The new facility would replace the old, dilapidated trailer that was removed a couple of years ago, and give the 80-plus youth ranging in ages from preschool to high school a space all their own again. 

“The mountain has been kind enough to loan us a small space for the year, but we are growing and it’s time to raise the roof and erect a new ski clubhouse,” Lynn Merriam, president of the Sunlight Winter Sports Club board, said.

The new clubhouse would be built on the footprint of the former trailer facility, and provide slopeside access to the ski mountain, as well as the Babbish Gulch Nordic trail system. 

“Between all these kids, we really need a space for them to get ready for the day, to have snacks and lunch, a place to host home races, and just a place that the kids can call home base,” Merriam said.

A fundraising website has been set up at https://donorbox.org/clubhouse.

During the Buddy Werner regional championships on March 1, Integrated Mountain Properties of Glenwood Springs gave a big boost to the effort with a check presentation for $8,800.

Provided

The Sunlight Winter Sports Club now encompasses the long-established Buddy Werner ski racing development program and the age-class Sunlight Ski Team, as well as the relatively new non-competitive All-Mountain recreational ski program.

This season, there were 54 children ranging from age 4 to 12 in the Buddy Werner program — up from the past two years — plus 22 youth ages 8 to 16 in the All Mountain program, and eight age-class racers who compete in Junior Olympics-level ski races.

“We’ve really been diversifying to try to grab other kids and create that lifestyle adventure culture,” said Merriam, whose own children take part in Buddy Werner.

The All-Mountain program — under the direction of Jake Gentry — was begun last year as a way to add a more recreational aspect to the club’s offerings.

“It’s more lifestyle and non-competitive, and introduces the kids to the possibilities offered by winter sports,” Merriam said. “The kids just go out and ski with coaches and set goals to try to grow their skillset from greens, to blues, to blacks.”

The Buddy Werner program — named for the legendary 1950s and ’60s Steamboat Springs ski racer — has been part of Sunlight since the ski area’s early days in the 1970s, and has produced the likes of current U.S. Ski Team member Alice McKennis.

It introduces younger skiers to competitive ski racing, along with a fair amount of all-mountain free-skiing and skills development accompanied by a group of volunteer coaches.

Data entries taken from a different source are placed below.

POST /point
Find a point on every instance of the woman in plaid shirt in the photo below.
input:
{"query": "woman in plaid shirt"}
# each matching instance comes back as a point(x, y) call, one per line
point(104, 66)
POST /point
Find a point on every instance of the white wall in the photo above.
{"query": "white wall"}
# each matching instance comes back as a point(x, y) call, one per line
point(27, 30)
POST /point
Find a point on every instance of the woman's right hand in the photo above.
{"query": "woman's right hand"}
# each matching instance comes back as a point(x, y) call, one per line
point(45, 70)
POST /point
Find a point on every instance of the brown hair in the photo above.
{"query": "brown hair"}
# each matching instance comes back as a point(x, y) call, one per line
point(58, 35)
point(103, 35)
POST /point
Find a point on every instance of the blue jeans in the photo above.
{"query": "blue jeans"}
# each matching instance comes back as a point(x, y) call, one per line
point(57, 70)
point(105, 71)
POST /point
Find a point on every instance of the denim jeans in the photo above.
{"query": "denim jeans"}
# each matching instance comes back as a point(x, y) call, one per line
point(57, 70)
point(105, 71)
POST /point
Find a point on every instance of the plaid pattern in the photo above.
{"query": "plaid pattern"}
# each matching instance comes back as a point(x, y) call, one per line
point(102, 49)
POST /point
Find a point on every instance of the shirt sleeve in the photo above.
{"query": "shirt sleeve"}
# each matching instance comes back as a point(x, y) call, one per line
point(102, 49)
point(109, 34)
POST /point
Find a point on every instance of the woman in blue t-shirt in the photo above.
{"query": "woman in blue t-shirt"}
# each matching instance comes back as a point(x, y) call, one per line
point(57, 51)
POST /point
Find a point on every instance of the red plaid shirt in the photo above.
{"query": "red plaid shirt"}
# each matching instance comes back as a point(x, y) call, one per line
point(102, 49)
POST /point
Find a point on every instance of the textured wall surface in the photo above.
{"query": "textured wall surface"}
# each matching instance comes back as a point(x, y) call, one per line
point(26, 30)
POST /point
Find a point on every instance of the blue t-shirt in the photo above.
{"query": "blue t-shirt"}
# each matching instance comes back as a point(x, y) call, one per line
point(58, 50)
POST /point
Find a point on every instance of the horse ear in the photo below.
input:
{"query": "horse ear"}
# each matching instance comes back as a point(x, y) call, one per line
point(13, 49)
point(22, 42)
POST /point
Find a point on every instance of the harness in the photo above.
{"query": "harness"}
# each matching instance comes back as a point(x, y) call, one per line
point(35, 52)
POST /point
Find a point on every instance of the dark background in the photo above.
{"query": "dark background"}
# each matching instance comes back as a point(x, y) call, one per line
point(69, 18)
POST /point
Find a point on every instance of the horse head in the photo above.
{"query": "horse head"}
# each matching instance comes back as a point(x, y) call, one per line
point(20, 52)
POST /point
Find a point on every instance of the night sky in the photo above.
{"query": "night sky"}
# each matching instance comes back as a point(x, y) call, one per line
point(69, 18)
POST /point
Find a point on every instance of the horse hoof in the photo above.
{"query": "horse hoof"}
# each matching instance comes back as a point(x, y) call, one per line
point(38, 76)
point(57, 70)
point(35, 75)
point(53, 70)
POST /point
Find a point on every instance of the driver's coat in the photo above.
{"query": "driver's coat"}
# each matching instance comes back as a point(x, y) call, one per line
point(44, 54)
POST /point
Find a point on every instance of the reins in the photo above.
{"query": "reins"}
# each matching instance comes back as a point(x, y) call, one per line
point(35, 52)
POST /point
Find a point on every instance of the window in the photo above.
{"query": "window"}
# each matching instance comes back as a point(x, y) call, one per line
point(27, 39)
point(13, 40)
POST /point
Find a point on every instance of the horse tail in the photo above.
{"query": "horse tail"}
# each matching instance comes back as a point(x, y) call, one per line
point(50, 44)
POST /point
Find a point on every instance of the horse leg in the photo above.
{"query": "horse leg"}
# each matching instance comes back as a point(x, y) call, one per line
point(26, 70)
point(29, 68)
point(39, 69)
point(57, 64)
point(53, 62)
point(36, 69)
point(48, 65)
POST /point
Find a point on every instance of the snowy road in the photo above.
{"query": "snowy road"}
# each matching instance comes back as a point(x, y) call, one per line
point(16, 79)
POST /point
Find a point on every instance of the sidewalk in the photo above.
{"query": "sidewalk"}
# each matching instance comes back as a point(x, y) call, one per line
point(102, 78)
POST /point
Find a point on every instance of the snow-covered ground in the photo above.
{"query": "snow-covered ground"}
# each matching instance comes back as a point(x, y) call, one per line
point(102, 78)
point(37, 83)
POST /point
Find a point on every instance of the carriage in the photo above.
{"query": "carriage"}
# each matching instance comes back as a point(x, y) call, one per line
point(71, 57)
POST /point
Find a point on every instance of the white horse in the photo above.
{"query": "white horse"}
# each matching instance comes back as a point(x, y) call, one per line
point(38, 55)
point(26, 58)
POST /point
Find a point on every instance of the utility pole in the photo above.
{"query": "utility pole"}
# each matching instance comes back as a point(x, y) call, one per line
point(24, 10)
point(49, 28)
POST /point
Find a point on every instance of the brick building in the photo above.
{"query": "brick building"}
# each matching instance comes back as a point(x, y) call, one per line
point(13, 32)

Among them is program coordinator Caroline Rubin, a former Buddy Werner racer herself.

The season concluded March 1 with the Buddy Werner regional championships at Sunlight, which invited 150 skiers from the Sunlight, Powderhorn and Beaver Creek clubs to compete in a giant slalom event on Sunlight’s Joslin run.

With the new clubhouse, the Sunlight Winter Sports Club would also have a good opportunity to introduce Nordic skiing to its program offerings, Merriam said. 

“Sunlight already has the infrastructure,” she said of the Babbish Gulch trail system. “And it would be right out our back door.”

In addition to Rubin and Gentry, Leigh Sheldrake is the current head coach for the Sunlight Ski Team.

“We’re a small ski club in a big ski area,” Merriam said. “Community and lifestyle skiing is what our demographic is, so that’s what we’re trying to build upon.”

She also noted that donations to the clubhouse fundraising project are tax-deductible.

The Sunlight Winter Sports Club will be celebrating its 50th year of existence during the 2021-22 ski season.